Divorce often results in a variety of financial challenges, some of which can persist for years. Filing for divorce costs money, and the property division process necessarily splits assets between the former members of a couple. Additionally, the courts can sometimes order financial support, including spousal support. Some other states call spousal support alimony or spousal maintenance.
An order of spousal support requires that one spouse make regular payments to the other. There is short-term spousal support available in an assortment of scenarios, as well as long-term spousal support available in others. If one spouse applies for long-term spousal support, both the person seeking financial support and the spouse likely paying for support will want to know how long those support obligations will last. Specific rules regarding this matter apply in California.
Support duration depends on marriage length
Exactly how long someone will have to continue paying long-term spousal support will depend on how long they remained married. Shorter marriages that lasted less than 10 years have a special rule that applies. At most, a judge can order support that lasts for half of the length of the marriage.
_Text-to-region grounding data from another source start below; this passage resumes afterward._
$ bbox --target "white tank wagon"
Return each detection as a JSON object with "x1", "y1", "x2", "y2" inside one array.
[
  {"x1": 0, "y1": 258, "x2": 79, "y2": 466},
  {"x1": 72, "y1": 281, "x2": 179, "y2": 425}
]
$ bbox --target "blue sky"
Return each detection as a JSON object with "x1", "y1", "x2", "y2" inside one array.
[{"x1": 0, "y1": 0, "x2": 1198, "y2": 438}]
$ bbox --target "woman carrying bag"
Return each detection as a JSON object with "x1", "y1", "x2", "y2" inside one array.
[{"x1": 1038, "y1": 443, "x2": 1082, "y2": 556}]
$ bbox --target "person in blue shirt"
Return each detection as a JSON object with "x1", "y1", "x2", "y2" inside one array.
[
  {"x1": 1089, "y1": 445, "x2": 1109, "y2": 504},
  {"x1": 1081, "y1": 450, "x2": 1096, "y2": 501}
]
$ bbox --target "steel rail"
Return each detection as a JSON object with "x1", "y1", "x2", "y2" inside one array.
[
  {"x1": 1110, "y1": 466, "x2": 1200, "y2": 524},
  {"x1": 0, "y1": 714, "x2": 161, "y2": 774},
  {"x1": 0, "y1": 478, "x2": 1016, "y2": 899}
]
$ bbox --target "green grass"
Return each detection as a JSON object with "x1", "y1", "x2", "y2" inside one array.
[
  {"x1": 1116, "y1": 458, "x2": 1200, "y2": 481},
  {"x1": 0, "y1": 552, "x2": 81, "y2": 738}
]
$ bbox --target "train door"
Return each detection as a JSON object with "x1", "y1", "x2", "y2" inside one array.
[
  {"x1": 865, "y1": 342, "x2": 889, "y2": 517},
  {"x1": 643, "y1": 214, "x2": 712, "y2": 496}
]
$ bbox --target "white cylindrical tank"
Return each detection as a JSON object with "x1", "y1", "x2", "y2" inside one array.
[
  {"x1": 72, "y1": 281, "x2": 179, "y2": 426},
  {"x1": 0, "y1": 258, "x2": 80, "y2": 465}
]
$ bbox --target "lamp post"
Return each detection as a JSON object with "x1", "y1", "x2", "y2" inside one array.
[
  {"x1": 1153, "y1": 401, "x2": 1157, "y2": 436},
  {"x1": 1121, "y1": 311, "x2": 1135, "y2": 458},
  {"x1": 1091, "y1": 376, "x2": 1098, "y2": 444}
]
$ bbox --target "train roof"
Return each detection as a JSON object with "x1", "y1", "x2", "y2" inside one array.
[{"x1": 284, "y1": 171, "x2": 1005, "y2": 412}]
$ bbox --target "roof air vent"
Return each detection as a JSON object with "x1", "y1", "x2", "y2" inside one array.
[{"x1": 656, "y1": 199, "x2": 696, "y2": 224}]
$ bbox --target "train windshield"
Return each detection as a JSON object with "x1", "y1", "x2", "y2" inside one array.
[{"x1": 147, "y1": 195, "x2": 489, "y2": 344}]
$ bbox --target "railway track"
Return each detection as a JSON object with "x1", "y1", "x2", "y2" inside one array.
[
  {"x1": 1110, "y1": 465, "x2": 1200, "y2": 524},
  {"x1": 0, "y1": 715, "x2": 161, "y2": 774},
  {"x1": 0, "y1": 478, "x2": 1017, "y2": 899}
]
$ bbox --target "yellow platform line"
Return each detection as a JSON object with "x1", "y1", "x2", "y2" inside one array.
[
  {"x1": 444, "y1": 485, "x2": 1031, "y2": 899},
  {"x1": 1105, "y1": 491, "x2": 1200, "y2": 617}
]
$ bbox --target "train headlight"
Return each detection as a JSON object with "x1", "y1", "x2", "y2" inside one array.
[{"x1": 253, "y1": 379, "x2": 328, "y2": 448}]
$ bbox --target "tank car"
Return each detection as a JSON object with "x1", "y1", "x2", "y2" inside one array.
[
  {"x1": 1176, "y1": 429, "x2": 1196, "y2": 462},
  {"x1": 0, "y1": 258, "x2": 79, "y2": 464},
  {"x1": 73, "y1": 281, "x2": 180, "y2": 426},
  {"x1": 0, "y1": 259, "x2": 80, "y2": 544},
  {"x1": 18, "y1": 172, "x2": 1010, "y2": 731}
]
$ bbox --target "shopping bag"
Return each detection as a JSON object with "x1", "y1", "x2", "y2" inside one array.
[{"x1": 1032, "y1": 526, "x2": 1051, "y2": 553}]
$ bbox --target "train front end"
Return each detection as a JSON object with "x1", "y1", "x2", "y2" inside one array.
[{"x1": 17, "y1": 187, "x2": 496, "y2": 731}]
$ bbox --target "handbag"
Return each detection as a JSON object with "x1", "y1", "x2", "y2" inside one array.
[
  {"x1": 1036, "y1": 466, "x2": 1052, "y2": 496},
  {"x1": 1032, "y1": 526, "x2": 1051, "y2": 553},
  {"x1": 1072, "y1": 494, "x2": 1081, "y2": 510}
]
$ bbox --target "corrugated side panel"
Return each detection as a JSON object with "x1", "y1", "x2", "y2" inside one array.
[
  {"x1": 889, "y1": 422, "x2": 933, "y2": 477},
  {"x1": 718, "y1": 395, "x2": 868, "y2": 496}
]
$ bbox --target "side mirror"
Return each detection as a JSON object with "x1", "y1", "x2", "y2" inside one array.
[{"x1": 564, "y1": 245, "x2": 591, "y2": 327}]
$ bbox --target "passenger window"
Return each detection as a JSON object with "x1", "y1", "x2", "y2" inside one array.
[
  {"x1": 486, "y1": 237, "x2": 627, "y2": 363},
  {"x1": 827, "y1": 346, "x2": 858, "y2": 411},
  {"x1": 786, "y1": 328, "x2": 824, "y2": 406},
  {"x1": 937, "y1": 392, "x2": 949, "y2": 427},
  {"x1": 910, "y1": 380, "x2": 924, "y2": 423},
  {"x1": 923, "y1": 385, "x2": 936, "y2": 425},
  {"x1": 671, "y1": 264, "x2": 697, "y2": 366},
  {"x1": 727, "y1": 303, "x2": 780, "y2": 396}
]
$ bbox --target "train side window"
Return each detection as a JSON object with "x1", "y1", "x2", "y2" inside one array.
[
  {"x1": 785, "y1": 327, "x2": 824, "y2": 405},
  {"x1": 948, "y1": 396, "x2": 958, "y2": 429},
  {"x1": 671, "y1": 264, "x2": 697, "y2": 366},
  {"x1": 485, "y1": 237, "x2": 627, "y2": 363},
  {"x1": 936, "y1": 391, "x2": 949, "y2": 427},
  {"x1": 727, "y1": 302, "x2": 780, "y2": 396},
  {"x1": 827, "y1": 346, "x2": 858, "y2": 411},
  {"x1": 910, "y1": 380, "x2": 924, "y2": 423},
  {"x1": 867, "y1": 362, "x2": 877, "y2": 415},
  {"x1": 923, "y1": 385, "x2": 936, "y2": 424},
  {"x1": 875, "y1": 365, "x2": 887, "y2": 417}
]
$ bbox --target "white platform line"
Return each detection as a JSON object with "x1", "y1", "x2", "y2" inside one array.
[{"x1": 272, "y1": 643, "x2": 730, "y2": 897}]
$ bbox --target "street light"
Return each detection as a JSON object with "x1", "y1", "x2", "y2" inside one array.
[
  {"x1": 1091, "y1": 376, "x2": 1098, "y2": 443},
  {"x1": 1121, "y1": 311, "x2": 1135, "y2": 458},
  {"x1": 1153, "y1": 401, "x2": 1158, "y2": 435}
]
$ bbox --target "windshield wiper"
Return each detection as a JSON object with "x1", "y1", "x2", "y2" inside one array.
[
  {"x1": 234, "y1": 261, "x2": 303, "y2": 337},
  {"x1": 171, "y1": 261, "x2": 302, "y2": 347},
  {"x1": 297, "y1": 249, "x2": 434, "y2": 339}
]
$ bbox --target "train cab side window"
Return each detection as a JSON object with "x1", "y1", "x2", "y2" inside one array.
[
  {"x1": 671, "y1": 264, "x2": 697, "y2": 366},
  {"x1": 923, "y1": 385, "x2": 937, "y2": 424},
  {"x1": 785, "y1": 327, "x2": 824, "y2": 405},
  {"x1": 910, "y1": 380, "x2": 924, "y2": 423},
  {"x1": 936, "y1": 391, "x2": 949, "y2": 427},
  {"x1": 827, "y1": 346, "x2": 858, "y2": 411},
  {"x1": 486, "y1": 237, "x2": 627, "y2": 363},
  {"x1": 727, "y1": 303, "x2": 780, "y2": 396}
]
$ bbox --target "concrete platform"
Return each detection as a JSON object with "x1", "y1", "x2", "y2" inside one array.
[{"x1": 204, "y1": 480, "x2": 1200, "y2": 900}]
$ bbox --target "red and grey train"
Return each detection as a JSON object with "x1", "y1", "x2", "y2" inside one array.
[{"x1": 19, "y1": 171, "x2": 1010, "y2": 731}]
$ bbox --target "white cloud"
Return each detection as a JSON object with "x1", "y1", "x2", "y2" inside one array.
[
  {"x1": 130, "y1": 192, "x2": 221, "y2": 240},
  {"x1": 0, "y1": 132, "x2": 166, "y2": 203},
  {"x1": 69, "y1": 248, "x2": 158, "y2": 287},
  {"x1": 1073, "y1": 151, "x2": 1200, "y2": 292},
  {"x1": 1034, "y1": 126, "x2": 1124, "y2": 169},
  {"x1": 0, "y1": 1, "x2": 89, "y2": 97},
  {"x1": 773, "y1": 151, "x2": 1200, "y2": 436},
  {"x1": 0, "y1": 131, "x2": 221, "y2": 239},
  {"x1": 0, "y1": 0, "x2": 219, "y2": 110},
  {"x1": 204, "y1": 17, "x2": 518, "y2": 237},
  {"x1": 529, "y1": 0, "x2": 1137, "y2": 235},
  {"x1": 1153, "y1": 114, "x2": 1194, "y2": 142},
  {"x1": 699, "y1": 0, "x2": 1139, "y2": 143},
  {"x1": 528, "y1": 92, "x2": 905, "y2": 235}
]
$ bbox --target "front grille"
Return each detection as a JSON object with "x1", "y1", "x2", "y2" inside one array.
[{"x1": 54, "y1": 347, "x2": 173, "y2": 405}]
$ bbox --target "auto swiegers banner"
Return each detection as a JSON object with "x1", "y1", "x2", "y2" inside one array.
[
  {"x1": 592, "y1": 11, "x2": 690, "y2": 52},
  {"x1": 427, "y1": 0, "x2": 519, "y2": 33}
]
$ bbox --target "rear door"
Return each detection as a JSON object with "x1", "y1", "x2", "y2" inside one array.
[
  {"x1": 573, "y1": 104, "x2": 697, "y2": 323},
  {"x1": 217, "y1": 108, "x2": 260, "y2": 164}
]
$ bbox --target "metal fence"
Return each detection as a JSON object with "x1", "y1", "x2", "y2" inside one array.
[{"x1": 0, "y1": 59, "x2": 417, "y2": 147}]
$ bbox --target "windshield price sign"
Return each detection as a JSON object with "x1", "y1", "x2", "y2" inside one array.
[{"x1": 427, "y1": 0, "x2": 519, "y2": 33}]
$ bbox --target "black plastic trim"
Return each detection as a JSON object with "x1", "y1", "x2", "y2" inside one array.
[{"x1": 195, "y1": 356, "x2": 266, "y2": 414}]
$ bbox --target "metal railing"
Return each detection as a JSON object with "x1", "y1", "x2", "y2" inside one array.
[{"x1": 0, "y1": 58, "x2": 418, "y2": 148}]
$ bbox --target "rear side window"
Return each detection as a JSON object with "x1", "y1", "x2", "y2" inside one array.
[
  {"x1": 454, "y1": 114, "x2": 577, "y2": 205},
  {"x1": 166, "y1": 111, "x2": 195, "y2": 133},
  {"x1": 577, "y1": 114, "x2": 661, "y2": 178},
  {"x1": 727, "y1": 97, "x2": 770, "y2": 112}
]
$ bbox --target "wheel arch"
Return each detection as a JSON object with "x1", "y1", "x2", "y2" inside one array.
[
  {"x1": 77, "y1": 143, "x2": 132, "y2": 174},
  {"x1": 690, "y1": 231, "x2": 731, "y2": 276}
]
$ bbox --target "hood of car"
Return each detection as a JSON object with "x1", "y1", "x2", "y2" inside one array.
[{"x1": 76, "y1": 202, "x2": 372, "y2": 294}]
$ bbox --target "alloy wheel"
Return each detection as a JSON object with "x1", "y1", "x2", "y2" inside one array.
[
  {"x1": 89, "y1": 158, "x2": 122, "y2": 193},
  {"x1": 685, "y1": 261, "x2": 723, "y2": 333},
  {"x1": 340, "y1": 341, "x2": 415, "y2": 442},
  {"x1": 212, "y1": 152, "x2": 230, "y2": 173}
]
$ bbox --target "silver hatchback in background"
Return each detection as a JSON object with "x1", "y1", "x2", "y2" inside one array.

However, once people have remained married for a decade or longer, there is no set rule for determining the duration of support. The economic circumstances of each spouse, the health of each spouse and even the standard of living during the marriage can play a role in a judge’s final determination regarding the duration of spousal support.
For those facing a divorce after a long-term marriage and anxious about the unpredictable nature of litigation, negotiating a settlement with their spouse might be the best solution possible. They can reach an agreement that they both believe is fair and appropriate based on the circumstances surrounding the marriage and the divorce.
Barring an agreement between spouses, people generally rely on a judge’s understanding of the situation and the choices they make about applying California state law to a family’s circumstances. Ultimately, seeking legal guidance and learning more about how the courts handle major financial issues during California divorce proceedings may help people feel more confident as they prepare for upcoming negotiations.